Norwich restaurant charges £100 for a pineapple pizza

Norwich restaurant charges £100 for a pineapple pizza

A pizzeria is asking its customers to put their dough where their mouth is if they want to eat a Hawaiian – charging £100 for a ham and pineapple-topped pie.

The owners and staff of Lupa pizza in Norwich are so reviled by the Hawaiian that they have reluctantly added the topping to their delivery menu but only with the eye-watering price tag.

The menu description reads: “Yeah, for £100 you can have it. Order the champagne too! Go on you Monster!”

“I absolutely loathe pineapple on a pizza,” said the restaurant’s co-owner Francis Woolf. The head chef, Quin Jianoran, agreed, adding: “I love a pina colada, but pineapple on pizza? Never. I’d rather put a bloody strawberry on one than that tropical menace.”

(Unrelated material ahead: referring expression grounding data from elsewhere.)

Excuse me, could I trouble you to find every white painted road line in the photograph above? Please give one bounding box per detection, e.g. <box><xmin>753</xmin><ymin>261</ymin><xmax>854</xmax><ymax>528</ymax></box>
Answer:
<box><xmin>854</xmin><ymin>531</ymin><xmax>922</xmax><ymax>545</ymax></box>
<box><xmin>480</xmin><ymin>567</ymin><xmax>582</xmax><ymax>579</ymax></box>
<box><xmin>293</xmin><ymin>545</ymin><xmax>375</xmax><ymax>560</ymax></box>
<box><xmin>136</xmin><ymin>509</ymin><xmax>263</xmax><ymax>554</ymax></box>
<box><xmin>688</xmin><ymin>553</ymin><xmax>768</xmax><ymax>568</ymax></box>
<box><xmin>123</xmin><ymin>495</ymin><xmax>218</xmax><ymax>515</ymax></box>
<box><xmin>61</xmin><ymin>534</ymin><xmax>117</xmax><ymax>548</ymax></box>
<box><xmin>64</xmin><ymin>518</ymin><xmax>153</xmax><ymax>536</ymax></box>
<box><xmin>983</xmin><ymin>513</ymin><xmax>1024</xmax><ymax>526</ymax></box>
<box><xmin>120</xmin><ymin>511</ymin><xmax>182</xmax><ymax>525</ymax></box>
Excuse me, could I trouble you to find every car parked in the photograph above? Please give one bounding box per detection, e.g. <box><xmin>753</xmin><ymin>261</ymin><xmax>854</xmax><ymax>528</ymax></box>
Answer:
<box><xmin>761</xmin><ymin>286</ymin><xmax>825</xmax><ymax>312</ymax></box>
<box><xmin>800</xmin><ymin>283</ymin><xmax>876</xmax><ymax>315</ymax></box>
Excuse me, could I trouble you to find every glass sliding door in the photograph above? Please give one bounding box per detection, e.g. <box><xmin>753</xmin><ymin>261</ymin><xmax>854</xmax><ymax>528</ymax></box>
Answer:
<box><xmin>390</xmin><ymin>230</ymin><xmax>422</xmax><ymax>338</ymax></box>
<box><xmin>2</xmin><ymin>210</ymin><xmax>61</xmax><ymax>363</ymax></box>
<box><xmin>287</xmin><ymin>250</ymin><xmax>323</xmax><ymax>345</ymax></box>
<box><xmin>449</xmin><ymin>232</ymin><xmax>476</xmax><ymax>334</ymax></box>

In 2017, YouGov conducted polling over the Hawaiian pizza among Britons. It found that while 84% of Brits say they like pizza, and 82% like pineapple, only 53% say that they like pineapple on pizza. More than four in 10 Brits (41%) say they dislike pineapple on pizza.

The invention of the Hawaiian pizza is often credited to Sam Panopoulos, who emigrated from Greece to Canada in 1954 at the age of 20 and ran several restaurants in Ontario with his two brothers.

Panopoulos started adding pineapple to his pizzas in the 1960s, shortly after Hawaii joined the US in 1959, and is said to have named the pizza a “Hawaiian” after the brand of tinned pineapple he used.

The issue of whether pineapple belongs on a pizza is debated wide and far. In 2017, the president of Iceland was forced to clarify that he did not plan to formally ban pineapple from pizzas after telling students at a high school he was “fundamentally opposed” to the topping.